Step 6: Re-Review (if revisions were made)
If any findings were applied (artifacts revised), re-run the review to verify consistency:
- Re-execute Steps 2–5 with updated artifacts
- If no new findings, proceed to completion
- If new findings emerge, present for resolution
- Cycle limit: After 2 review cycles, present any remaining findings as informational and proceed. Do not loop indefinitely.
{{#cli}}
Moderator Mode (society-of-thought only)
After re-review completes (or after initial resolution if no revisions were made), if Planning Review Mode is society-of-thought and (Planning Review Interactive is true, or smart with must-fix/should-fix findings remaining), invoke paw-sot a second time for moderator mode — pass the review context type (artifacts), output_dir (.paw/work/<work-id>/reviews/planning/ containing individual REVIEW-{SPECIALIST-NAME}.md files and REVIEW-SYNTHESIS.md), and artifact coordinates.
The paw-sot moderator mode handles specialist summoning, finding challenges, and deeper analysis. See paw-sot skill for interaction patterns. Moderator mode is advisory — specialist engagement informs user understanding but does not trigger additional re-review cycles.
Exit: User says "done", "continue", or "proceed" to exit moderator mode and continue to implementation.

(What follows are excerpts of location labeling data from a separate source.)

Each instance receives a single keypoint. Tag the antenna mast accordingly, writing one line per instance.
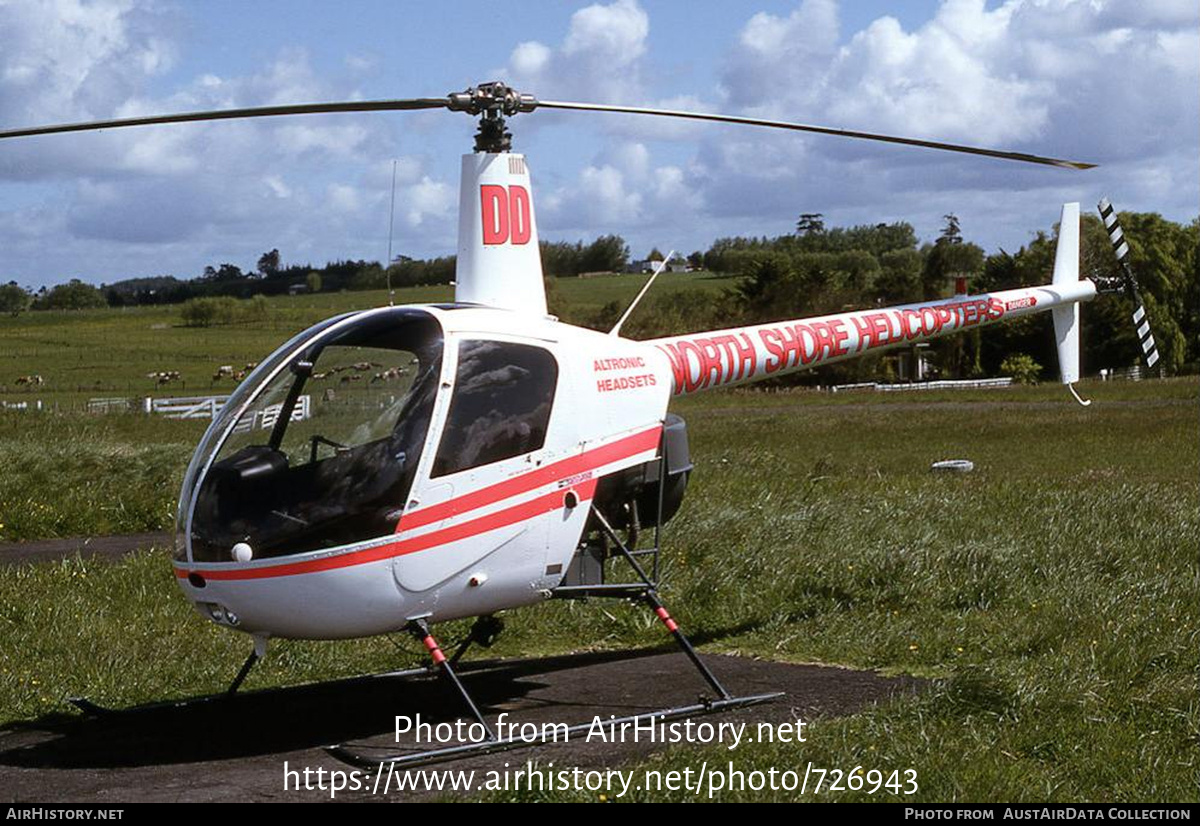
(391, 222)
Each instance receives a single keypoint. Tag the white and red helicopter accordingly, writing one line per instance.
(498, 458)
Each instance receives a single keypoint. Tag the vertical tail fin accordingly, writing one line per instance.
(1066, 318)
(1149, 348)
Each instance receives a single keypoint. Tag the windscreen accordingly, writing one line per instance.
(324, 448)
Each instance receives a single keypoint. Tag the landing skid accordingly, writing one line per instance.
(643, 591)
(97, 711)
(355, 756)
(483, 633)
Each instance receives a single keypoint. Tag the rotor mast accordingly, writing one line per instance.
(499, 259)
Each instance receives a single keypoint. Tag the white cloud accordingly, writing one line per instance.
(598, 60)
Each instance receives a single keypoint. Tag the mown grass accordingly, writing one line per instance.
(1051, 596)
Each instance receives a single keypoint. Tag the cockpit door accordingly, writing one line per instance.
(481, 512)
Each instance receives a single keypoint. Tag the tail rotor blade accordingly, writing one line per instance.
(1121, 247)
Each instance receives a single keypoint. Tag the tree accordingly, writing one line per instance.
(1021, 367)
(13, 299)
(269, 263)
(607, 253)
(72, 295)
(952, 233)
(810, 223)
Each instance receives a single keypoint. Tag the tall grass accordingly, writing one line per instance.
(1051, 597)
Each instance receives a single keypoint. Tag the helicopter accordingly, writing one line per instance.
(499, 458)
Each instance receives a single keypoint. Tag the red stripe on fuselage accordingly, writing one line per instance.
(607, 454)
(525, 483)
(517, 513)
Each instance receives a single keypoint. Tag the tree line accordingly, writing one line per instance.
(815, 270)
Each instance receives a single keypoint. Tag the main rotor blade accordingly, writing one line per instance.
(820, 130)
(228, 114)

Skip condition: If Planning Review Interactive is false, or no findings exist, or smart with only consider-tier findings and none qualify as quick wins, skip moderator mode entirely.
{{/cli}}
Step 7: Completion
Report back:
- Total findings count
- Applied / skipped / discussed counts (by artifact target)
- Summary of key revisions made
- Review artifacts location
- Status:
complete (ready for implementation)
Edge cases:
- All findings skipped → Proceed (user's choice respected)

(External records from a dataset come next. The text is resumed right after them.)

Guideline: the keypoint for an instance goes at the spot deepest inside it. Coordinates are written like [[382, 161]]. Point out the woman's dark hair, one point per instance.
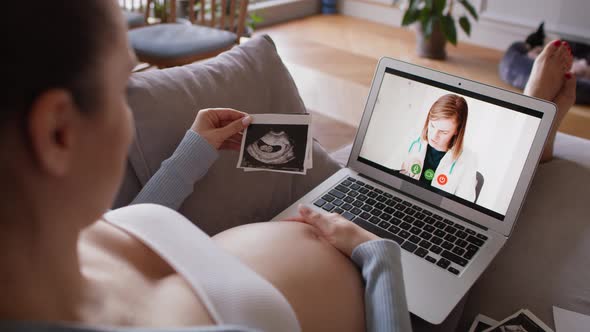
[[449, 106], [52, 44]]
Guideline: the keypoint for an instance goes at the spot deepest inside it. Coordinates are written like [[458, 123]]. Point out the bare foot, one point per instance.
[[547, 76], [564, 100]]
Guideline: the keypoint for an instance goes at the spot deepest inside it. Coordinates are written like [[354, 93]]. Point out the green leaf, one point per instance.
[[424, 17], [465, 25], [449, 30], [469, 8], [439, 6], [410, 16]]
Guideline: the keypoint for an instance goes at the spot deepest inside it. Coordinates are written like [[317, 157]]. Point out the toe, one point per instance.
[[569, 86], [550, 49]]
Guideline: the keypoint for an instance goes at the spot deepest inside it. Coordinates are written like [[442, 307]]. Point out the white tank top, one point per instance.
[[232, 292]]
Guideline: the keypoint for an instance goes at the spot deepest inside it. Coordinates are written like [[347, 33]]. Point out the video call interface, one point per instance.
[[464, 146]]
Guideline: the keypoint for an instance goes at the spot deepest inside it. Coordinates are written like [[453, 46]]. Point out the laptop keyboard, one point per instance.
[[424, 233]]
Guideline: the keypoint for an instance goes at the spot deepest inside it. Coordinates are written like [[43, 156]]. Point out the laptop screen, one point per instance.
[[459, 144]]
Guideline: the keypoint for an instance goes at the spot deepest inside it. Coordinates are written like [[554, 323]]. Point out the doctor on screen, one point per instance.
[[437, 156]]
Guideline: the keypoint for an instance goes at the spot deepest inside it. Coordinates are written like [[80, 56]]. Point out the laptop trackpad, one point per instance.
[[421, 193]]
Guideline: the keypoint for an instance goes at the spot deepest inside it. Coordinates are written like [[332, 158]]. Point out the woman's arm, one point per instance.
[[176, 178], [386, 307], [213, 129]]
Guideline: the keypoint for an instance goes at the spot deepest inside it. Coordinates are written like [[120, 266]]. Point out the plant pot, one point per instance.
[[433, 47]]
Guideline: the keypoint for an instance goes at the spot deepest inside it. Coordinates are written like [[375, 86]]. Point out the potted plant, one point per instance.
[[435, 24]]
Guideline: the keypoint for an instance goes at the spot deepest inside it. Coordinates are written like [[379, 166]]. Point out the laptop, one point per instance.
[[441, 165]]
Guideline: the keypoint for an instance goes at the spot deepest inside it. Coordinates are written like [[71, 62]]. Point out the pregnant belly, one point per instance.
[[322, 285]]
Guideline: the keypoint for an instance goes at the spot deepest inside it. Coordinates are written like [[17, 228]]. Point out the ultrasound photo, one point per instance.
[[522, 321], [276, 146]]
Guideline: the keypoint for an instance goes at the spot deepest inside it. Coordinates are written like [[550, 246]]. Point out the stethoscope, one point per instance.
[[419, 141]]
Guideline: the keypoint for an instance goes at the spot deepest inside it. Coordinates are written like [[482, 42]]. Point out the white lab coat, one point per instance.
[[460, 173]]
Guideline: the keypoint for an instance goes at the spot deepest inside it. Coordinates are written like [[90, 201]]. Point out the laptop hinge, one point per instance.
[[424, 202]]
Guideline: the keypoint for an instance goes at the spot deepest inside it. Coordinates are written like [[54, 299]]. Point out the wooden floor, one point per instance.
[[332, 60]]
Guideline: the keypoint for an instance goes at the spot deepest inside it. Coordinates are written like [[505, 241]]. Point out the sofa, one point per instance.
[[545, 263]]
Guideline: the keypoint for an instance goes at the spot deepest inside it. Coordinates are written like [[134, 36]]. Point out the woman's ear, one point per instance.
[[52, 125]]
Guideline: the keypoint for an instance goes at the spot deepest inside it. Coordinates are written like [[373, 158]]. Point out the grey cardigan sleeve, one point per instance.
[[176, 178], [386, 308]]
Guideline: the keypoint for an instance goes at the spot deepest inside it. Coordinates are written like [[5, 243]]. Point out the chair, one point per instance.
[[170, 44], [134, 15]]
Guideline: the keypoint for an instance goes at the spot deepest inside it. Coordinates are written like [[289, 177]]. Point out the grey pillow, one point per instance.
[[250, 78]]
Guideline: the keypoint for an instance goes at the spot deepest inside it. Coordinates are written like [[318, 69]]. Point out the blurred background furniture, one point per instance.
[[220, 26]]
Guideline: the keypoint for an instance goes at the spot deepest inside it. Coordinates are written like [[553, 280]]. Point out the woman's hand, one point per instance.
[[343, 234], [221, 127]]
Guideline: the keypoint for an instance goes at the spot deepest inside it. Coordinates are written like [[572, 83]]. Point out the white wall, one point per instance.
[[502, 21], [499, 139]]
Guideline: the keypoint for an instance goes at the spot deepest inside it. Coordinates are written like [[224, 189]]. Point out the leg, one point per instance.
[[550, 80]]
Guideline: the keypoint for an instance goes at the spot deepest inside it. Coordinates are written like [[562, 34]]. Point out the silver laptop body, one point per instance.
[[504, 138]]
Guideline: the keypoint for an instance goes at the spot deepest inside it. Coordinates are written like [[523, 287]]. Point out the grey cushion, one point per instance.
[[134, 19], [251, 78], [164, 41]]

- Planning Docs Review disabled → Skip with status
complete
- All models return no findings → Clean pass, proceed
Review Artifacts
| Mode | Files Created |
|---|
| single-model | REVIEW.md |
| multi-model | REVIEW-{MODEL}.md per model, REVIEW-SYNTHESIS.md |
| society-of-thought | REVIEW-{SPECIALIST-NAME}.md per specialist, REVIEW-{SPECIALIST-NAME}-{PERSPECTIVE}.md (when perspectives active), REVIEW-SYNTHESIS.md (produced by paw-sot) |
Location: .paw/work/<work-id>/reviews/planning/
Covered by parent .gitignore with * pattern in reviews/.